Se hizo cargo de la imprenta de su padre teniendo más a
mano la labor de edición y publicación, igualmente creo una
sala de lectura y fundó varias publicaciones como Guadalevín,
Serrano, El Popular , y sobre todo Historia de Ronda en 1867
por la que es más reconocida su actividad.
Así relataba el impresor Juan José
Moreti una leyenda de la época fronteriza, la de Cid Al-ben-Darraiz
de Ronda en su “Historia de Ronda”
"A consecuencia de las alteraciones habidas en todas las
líneas y los pueblos, los Alcaides de los puntos castellanos
vigilaban con frecuencia las fronteras, y tal hacía Narváez
el de Antequera, que no sólo vigilaba que sus subalternos
vigilasen, sino que él mismo a caballo noche y día, estaba
siempre al pié de las tierras de su mando con incansable
celo.
Una de las noches que en el profundo silencio de costumbre,
estaban los soldados del alcaide de Antequera tumbados sobre
la hierba disfrutando del suave y embalsamado ambiente de
las flores que mecía la fresca brisa, sintieron a distancia
acompasados pasos de un caballo que en dirección a ellos se
acercaba.
Mucho fue el contento de la tropa al comprender que se
allegaba algún motivo en que sacar del ocio a sus espadas, y
no se hizo esperar.
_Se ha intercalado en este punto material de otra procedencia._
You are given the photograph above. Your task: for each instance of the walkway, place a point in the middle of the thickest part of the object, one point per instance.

Un brioso corcel, regido por un gallardo
joven que contaría unos veintitrés años escasos, se
distinguía y no se habría este apercibido de la gente
castellana cuando la blanda risa y nítida frescura de la
noche, unidos a los amorosos pensamientos de su alma le
incitaron a entonar una estrofa. Pero cual fue su sorpresa
al percatarse de que se encontraba junto al campamento
cristiano. Los soldados se levantaron y le conminaron a
rendirse.
Una ojeada en torno de los que le rodearon, lanzada con
iracunda acción, fue la respuesta que acompañó arrojando a
gran distancia la lanza, el alfanje y la almarada que traía
a su cintura.
Sin más molestia ni otra ceremonia, el moro fue llevado a
donde estaba Narváez, que al ver al prisionero tan ricamente
puesto de marlota guarnecida de oro, de toca tunecina con
bonete grana y delicado albornoz de Damasco, que le hacia
aún mas gallardo y elegante, presumió que pertenecía alguna
familia principal.
-¿Quién eres- dijo Narváez- y dónde vas a tales horas?
Dos lagrimas de ardiente sinsabor se desprendieron de los
nublados ojos de Al-ben-darraiz, que tal era su nombre
-Soy -dijo- Abencerraje, nací en Ronda, adelantado de la
frontera de Alora e hijo de Al-ben-darraiz alcalde actual de
mi patria.
Y viendo que Narváez lo miraba de hito en hito como
echándole en cara su llanto y amargura, continuó:
-No me intimidan el cautiverio ni la muerte, pero ¡ay! es la
primera vez que he faltado a mi palabra.
-¿Qué quieres decir con eso?-le replicó Narváez.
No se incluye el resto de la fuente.